Définition
Mal dormir, peu dormir ou pas assez, pas dormir du tout, impression de ne pas avoir dormi, tout cela s’apparente à un seul et même problème : l’insomnie au sens large.
Points particuliers
Le sommeil est une succession de cycles
Ces cycles sont composés de 2 types de sommeil : le sommeil lent et le sommeil paradoxal.
- Le sommeil lent : tout semble calme, la personne respire lentement, son visage est détendu, ses yeux sont fermés et elle regarde vers le haut. Elle passe alors par 3 stades : d'abord une phase un peu floue au cours de laquelle un rien suffit à la réveiller. Ensuite une phase un peu plus profonde où des images lui parviennent et au cours duquel elle risque encore de se réveiller. Enfin une phase très profonde : elle dort à poings fermés ses muscles tendus.
- Le sommeil paradoxal : il porte ce nom parce que bien qu’elle dorme, tout donne l’impression d’une intense activité : ses yeux bougent sous les paupières, son visage est parcouru d’expressions qui correspondent au rêve qu’elle est en train de vivre, sa respiration est rapide.

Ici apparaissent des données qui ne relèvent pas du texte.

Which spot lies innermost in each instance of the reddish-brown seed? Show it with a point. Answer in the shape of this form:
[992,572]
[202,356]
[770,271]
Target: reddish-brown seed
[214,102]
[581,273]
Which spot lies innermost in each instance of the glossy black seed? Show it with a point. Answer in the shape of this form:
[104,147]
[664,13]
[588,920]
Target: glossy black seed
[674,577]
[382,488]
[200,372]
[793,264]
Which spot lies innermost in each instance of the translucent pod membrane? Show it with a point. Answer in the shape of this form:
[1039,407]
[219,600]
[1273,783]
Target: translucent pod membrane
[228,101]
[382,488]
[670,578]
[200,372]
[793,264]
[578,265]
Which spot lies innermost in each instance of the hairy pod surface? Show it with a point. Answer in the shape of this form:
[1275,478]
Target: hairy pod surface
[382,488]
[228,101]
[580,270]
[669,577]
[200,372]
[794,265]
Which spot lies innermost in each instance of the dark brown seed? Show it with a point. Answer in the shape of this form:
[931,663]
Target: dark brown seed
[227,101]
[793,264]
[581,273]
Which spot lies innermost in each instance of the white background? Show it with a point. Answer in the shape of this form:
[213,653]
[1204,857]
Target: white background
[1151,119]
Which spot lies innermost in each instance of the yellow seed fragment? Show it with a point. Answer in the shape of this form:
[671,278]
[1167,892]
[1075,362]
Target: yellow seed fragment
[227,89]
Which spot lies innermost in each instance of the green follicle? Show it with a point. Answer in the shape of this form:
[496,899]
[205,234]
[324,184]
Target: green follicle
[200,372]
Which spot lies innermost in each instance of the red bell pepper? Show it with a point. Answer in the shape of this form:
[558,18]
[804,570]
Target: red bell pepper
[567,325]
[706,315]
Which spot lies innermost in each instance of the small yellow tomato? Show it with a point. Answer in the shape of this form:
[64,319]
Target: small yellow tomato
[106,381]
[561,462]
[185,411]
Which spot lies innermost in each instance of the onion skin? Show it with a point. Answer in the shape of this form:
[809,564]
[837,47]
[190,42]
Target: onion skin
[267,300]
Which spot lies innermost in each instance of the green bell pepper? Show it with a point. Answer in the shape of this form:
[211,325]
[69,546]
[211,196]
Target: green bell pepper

Sommeil lent et paradoxal se succèdent au cours de la nuit. Une phase de sommeil lent suivie d’une phase de sommeil paradoxal constitue un cycle de sommeil. La nuit est constituée de l’enchaînement de plusieurs cycles de sommeil, soit 6 à 8 cycles chez l’adulte. Entre chaque cycle, il se produit une très brève phase de réveil dont on ne garde aucun souvenir. Si rien ne vient perturber le sommeil à cet instant, le dormeur repart pour un nouveau cycle.
Au fur et à mesure de la nuit, la quantité de sommeil profond va diminuer au profit de la quantité de sommeil paradoxal.
Calculer ses cycles de sommeil.
C’est un moyen de mieux dormir. Cela demande une petite discipline, mais c’est très utile pour mieux se connaître et organiser son sommeil.
D'abord choisir une période calme, non perturbée psychologiquement et en l'absence de toute prise d'excitants.
Première étape : la phase d’observation.
Vous allez noter précisément les moments au cours de la journée où votre attention se relâche : bâillements, paupières lourdes, baisse d’attention, envie de s’étirer, etc. Ces phases de décrochage correspondent à un cycle de sommeil : c’est le moment le plus favorable pour débuter une sieste. Faites cela sur plusieurs jours.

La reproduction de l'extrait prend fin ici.